As far as the trend of macro interest rates is concerned, the Fed has raised interest rates by 500 basis points in the past year or so, which has led to a sharp surge in financing costs and directly led to the contraction of secondary market valuations, which in turn has led to the compression of primary market valuations and the sharp contraction of trading volumes.

However, it is difficult for interest rates to fall significantly in the short term. In the early morning of June 6, the high-profile Fed interest rate decision will be announced, and Wall Street Journal reporter Nick Timiraos, known as the "Fed soundboard", said last week that the Fed will skip the rate hike in June and prepare to increase it later.

However, because the road to fighting inflation is not smooth, even if the Fed waits and sees for the time being in June, there may still be 6~1 interest rate hikes after that. Goldman Sachs research shows that U.S. used car auction prices have still risen substantially in recent months, and used car prices are expected to increase by 2% month-on-month in the May CPI report. In addition, the alternative indicator of housing rent growth accelerated in April, increasing by 5.3% year-on-year (4.2% in March). Continued price increases on new leases are likely to keep housing inflation high in CPI and PCE. However, Goldman Sachs expects PCE housing inflation to fall from the current 3.3% to 1.1% in December 8 and to 4.2023% in June 12.

The primary market situation remains grim. "In fact, investment banks have been laying off employees for more than half a year, and they have laid off many rounds every few weeks. At present, PE financing is difficult, there is no transaction, and investment banks have no business to do. A Hong Kong financial industry headhunter told reporters.

In fact, last year, the primary market was already full of pessimism, and the delisting risk of Chinese concept stocks, the "killing valuation" of the global secondary market, and the risk of recession all led to a sharp slowdown in business volume, and this year has not significantly improved.
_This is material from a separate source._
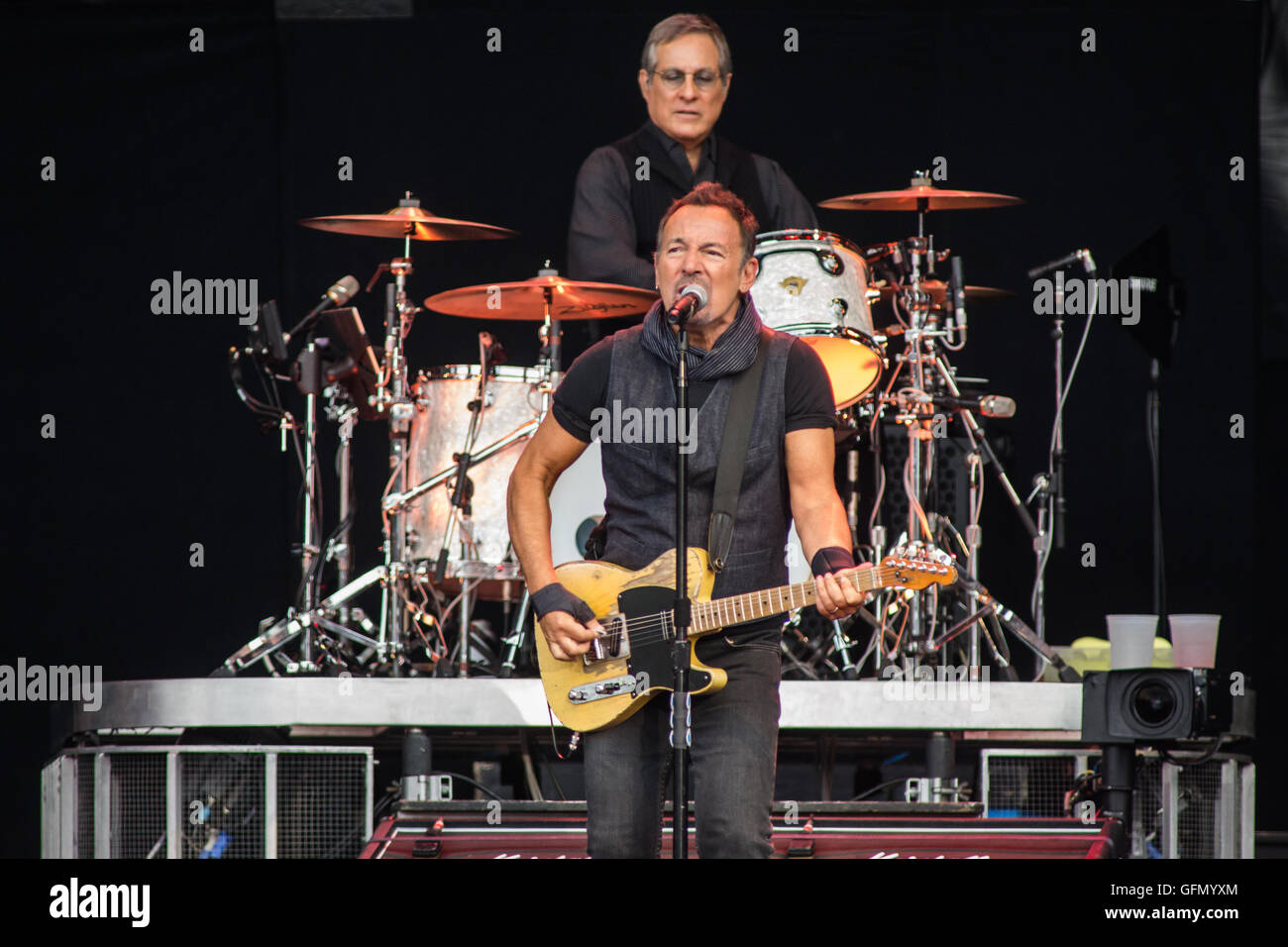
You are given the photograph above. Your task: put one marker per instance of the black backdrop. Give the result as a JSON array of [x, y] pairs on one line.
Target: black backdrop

This directly affects the investment banking business – mergers and acquisitions, leveraged financing, IPOs, etc.

Some private equity fund sources told reporters that there are mainly several major problems - most PE is difficult to sell the companies they hold under the current market conditions, because the market is too bad, the valuation of the companies acquired by PE is currently unacceptable to the market, and some companies are not willing to carry out a down round. For example, some industry insiders said that in 2021, the private placement valuation of most software companies was 100 times recurring revenue (ARR), and now it is a high valuation to have 10 times ARR in the market, and it is more difficult to cash out through IPO.

Another problem is the current poor economic situation and the scarcity of truly high-quality projects, coupled with high financing costs. This means that the investment risk is much higher than in previous years, and investment institutions will demand higher IRR (internal rate of return), which makes institutions more picky about projects.

The more critical problem is the difficulty of financing. For primary market funds, new funds are difficult to raise. Given geopolitical risks, some Asian investment projects are also difficult to obtain financing from the United States. In contrast, investors in the Middle East, Southeast Asia and other places have a relatively higher risk appetite for such projects.